Fiber optics, styrofoam, kernels of rice, and asphalt. These are just some of the inventive materials that make up the student art work on view now in the Walsh Art Gallery in the show “Sensibilities.”

The exhibit is a pleasant surprise due to both its originality and overwhelming young talent. The works cover a wide range of materials and mediums and leave the viewer marveling at the fact that all of these artists are still students, many of whom are either studio art majors or minors.

One stand out piece that greets the viewer right away is Jocelyn Battista and Jennifer Pasciucco’s “Art Car.” From a few steps back this piece looks so credible that one wonders how on earth they got a real car into the Walsh Gallery.

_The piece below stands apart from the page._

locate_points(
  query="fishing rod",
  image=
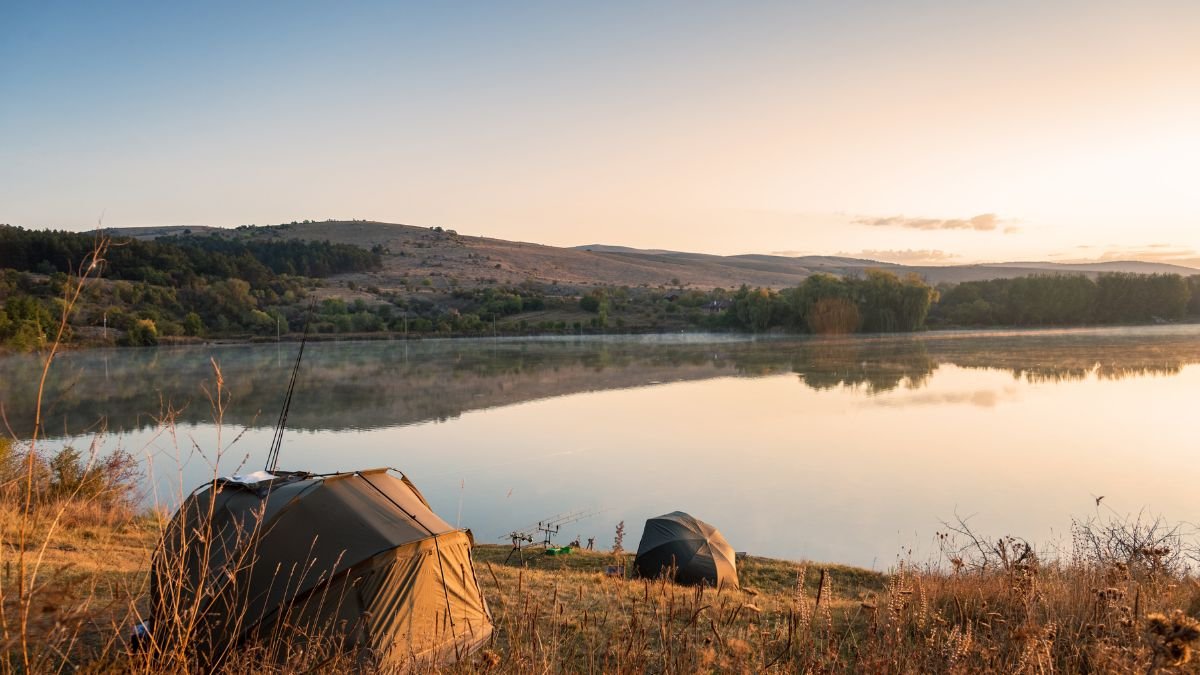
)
(273, 455)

However like all good art, all is not exactly as it seems and what looked like metal is really cardboard. The “Car” is expertly painted and assembled and its integrity comes from the use of “the hatch, lights, and tire of a Volkswagen Rabbit,” Battista said. After their hack sawing was complete and the initial frame constructed the two artists “installed Christmas lights to create the illusion of brakes and blinkers.”

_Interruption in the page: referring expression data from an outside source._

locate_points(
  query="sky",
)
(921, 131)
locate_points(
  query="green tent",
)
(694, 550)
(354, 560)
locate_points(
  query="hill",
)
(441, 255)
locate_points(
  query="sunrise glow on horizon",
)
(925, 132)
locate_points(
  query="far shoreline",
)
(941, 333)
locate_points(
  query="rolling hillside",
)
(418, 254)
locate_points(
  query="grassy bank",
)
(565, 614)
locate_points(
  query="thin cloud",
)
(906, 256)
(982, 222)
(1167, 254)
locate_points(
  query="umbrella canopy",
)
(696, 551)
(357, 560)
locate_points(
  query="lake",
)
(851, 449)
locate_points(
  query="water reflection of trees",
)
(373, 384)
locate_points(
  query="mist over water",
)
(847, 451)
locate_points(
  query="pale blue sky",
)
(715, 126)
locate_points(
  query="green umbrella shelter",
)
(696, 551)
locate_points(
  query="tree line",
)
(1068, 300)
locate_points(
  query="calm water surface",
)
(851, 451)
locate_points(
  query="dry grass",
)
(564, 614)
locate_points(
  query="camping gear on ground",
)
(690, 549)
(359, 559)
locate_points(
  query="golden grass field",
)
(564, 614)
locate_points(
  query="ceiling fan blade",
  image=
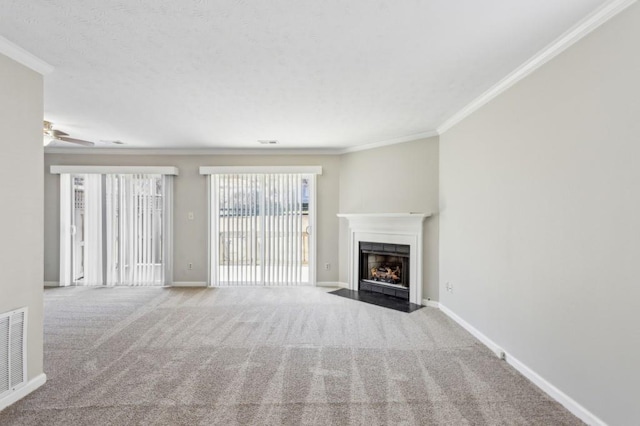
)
(76, 141)
(58, 133)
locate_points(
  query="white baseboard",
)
(188, 284)
(25, 390)
(331, 284)
(569, 403)
(430, 303)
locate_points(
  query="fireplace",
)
(400, 229)
(384, 268)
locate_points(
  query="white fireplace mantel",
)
(390, 228)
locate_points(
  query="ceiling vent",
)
(13, 362)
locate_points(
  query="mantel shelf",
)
(383, 215)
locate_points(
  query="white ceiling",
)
(309, 73)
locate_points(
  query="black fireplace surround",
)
(384, 268)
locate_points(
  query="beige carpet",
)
(277, 356)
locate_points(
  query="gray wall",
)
(190, 236)
(21, 225)
(540, 220)
(398, 178)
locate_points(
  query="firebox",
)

The finishing touches of bumper stickers and an art filled windshield result in a piece that is both real yet fantastical, and ultimately forces the viewer to contemplate the ordinary in a new way.

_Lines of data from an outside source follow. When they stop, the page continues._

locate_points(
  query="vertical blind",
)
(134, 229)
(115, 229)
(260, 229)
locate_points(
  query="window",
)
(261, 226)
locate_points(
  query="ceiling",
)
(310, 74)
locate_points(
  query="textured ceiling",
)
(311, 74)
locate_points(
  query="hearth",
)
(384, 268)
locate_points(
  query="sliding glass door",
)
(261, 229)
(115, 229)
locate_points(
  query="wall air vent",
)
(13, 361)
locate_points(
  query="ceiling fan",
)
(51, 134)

Another construction heavy piece that was also constructed by Battista and her partners Elizabeth Cooper and Caitlin Curran was “Art Box.” This piece had a Jackson Pollack like feel and was created by water balloons with different colored paint being dropped onto a nail covered piece of wood and then exploding. Battista said that “the weight from the paint and the fall created enough force for the balloons to pop on the nails making the paint splatter.”

After the paint dried the artists then reconstructed the box inside out to reveal the paint splattered inside, the result is a piece that is both highly original and one that forces the viewer to think about the process of the art as well as the art itself.

Construction seemed to be the process on many of the student artist minds as is further evidenced by Tony DelMonico’s large plaster sculpture that reinterprets Michelangelo’s “David.” The classic masterpiece received many alterations within Tony’s reworking with its exploded head being the most notable. He also added computer parts which “serve as a metaphor for modernity and in particular our increasing dependence on technology in society.”

DelMonico views his new “David” as “a witness from a world that has long departed” and as one step in his struggle “to define myself in a modern artistic sense while also improving my understanding of materials.”

One piece that was self constructed- literally- was the performance piece by John Evans that featured him sitting in the gallery typing while surrounded by paint splattered papers and keyboard. Of his installation Evans said “the art is me making other art- my writing- the art will grow as I sit here and therefore the piece will grow.” Evans self created environment wonderfully captures that harried feeling one has when they are still frantically typing that ten page paper at two am while guzzling coffee and dreaming up excuses for their professor.

One piece that delves into abstraction even further than Pasciucco’s Chinese food container is Alisha Mai’s work entitled “Returning to a New Dimension made up of Lines, Repetition, Color and Exploration.” The work is a compilation of 122 four by six inch panels which are displayed in a grid pattern.

Mai says that her work “plays with the viewers sense of perception, and asks is what they really see there?” Mai arranged the grid so that “when the viewer distances themselves far enough a small dark dot will appear on the wall between every fourth panel.” Although line and color are the dominate forces within this work, the intensive time and energy that this piece must have taken are also evident.

One artwork that was certainly directly related to Fairfield University was Katherine Quell and Kristen Blicharz’s site-specific piece called “Parking Space.” Quell said that the piece was intended to be “a political statement to draw attention to the growing parking problem on campus. The number of students on campus continually grows, yet the number of parking spaces diminishes.”

The work is actually a photo of a construction done earlier. The “parking space” is located outside the loading dock of Loyola Hall and much like the “Art Car” plays with what is real and what is the artist’s construction. They went as far as using a blue faculty parking sign to give validity to their project yet “it is located in an obscure area where no one can drive on to it.” Thus this installation creates a spot that is ultimately useless, much like the promises of the administration to fix the consistent parking problem.

Illusion verses reality was a theme present not only within this artwork, but throughout the entire exhibit. Further, the sheer amount of ingenuity, talent, and creativity that is currently on display at the Walsh Art Gallery is amazing and an event not to be missed by any student on this campus. Art draws communities together and the beautiful and thought provoking objects our peers have created are more than deserving of our attention and our admiration.